Notso Excellent!
Indian OpenOffice rollout picks up pace – ZDNet UK Correspondent Greg Allen spotted this story with an interesting take: “Microsoft has aggressively invested in India and Bill Gates himself has taken an active personal interest in that country. So why is the Indian government officially developing a competing free product to Microsoft Office?
Will Gates mention this the next time is Indian government asks him to drop a few hundred million dollars on some big outsourcing facility in Bangalore or Hyderabad?”
Open source groups are helping the Indian government meet its target of creating open source CDs in all official Indian languages by February 2006.
The open source applications included on the CDs, such as the Firefox browser and the OpenOffice.org productivity suite, have already been translated into five Indian languages — Tamil, Hindi, Telugu, Punjabi and Urdu. But there are still 17 languages left to be translated in just three months.

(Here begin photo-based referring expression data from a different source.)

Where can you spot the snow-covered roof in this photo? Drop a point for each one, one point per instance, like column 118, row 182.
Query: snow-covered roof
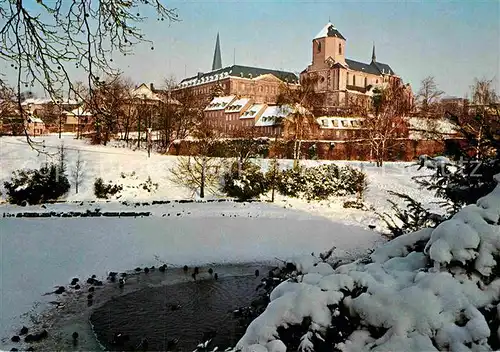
column 252, row 111
column 420, row 128
column 219, row 103
column 272, row 115
column 41, row 101
column 337, row 122
column 33, row 119
column 79, row 111
column 237, row 105
column 329, row 30
column 144, row 92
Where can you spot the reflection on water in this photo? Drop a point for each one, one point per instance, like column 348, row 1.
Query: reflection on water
column 185, row 312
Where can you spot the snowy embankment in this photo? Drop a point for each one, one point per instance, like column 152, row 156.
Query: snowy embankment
column 38, row 254
column 426, row 291
column 131, row 168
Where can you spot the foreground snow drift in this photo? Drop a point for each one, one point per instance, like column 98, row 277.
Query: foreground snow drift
column 424, row 291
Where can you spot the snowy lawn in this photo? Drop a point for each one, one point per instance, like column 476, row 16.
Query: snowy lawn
column 434, row 289
column 131, row 168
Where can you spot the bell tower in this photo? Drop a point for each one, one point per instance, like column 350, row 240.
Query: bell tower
column 329, row 43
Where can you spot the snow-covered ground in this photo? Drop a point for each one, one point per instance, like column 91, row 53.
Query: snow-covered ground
column 444, row 296
column 131, row 168
column 37, row 254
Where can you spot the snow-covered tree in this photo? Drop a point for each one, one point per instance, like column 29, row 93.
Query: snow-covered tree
column 429, row 290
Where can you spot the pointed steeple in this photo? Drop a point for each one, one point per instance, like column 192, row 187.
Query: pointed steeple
column 217, row 63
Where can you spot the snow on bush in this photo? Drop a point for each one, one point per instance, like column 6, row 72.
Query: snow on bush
column 321, row 182
column 434, row 289
column 244, row 182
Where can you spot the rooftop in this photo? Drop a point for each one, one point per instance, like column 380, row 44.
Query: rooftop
column 237, row 71
column 329, row 30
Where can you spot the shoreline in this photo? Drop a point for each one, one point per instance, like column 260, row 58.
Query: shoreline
column 72, row 312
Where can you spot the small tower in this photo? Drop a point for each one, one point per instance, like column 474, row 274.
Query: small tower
column 217, row 63
column 328, row 43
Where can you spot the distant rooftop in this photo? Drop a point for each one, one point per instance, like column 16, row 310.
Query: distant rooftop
column 237, row 71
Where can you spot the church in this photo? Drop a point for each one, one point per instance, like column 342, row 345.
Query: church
column 341, row 80
column 338, row 80
column 260, row 84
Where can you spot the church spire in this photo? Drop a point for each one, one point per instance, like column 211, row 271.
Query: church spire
column 217, row 63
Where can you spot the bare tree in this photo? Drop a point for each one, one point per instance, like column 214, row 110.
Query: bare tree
column 298, row 103
column 108, row 105
column 7, row 100
column 41, row 40
column 386, row 124
column 201, row 171
column 78, row 172
column 428, row 98
column 479, row 124
column 244, row 144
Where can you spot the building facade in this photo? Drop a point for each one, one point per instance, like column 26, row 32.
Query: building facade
column 260, row 84
column 342, row 81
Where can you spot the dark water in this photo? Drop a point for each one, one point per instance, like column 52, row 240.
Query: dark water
column 204, row 306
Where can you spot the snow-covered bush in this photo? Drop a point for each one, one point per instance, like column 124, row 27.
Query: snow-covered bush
column 321, row 182
column 103, row 190
column 148, row 185
column 434, row 289
column 244, row 184
column 38, row 185
column 413, row 218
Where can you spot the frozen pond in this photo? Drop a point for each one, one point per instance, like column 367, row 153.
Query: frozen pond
column 39, row 254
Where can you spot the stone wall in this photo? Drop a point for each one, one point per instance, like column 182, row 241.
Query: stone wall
column 407, row 150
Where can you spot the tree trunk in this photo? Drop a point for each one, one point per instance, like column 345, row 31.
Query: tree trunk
column 139, row 133
column 202, row 183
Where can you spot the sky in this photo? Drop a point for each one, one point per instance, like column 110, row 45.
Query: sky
column 454, row 41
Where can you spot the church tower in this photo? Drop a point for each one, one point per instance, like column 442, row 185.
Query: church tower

Indeed this cannot be good news for Gates and company.
Are all those languages available in Microsoft’s products?
How long would they have to wait until they are all available?
The ones they name are , though at the price points for M$ Office, Open Office is a steal, maybe they can apply for a Romanian five finger discount.
Do you think this may have prompted M$oft’s announcement this weekend of the projected building of the first MSN R&D facility outside the US — in Shanghai?
Microsoft products exist in all languages that has some form of government/country behind it. Not just Office, but also XP.
A funny Microsoft story, http://tinyurl.com/223zjs, Chilean Mapuches in language row with Microsoft.
Mapuche Indians in Chile are trying to take global software giant Microsoft to court in a legal battle which raises the question of whether anyone can ever “own” the language they speak.
LOVE THAT GRAPHIC!
2: OpenOffice is freeware. No charge, nada. That’s why India is distributing it. Same with Firefox.
I’ve been using Open Office for three years, and it’s very compatible with many other document formats, including Microsoft Word, PowerPoint, and Excel. The Open Office database is not compatible with MS Access, however. I haven’t tried the math symbols package yet, or the drawing program.
Open Office is for 99% of users – a perfect replacement. I love it, and recommend it to people if they don’t have Office 2000 or later.
I’ve used Open Office for at least a couple of years now. There are a couple of things I would like to see improved, but there isn’t ONE thing I can do in MS Office that I can’t do in OO.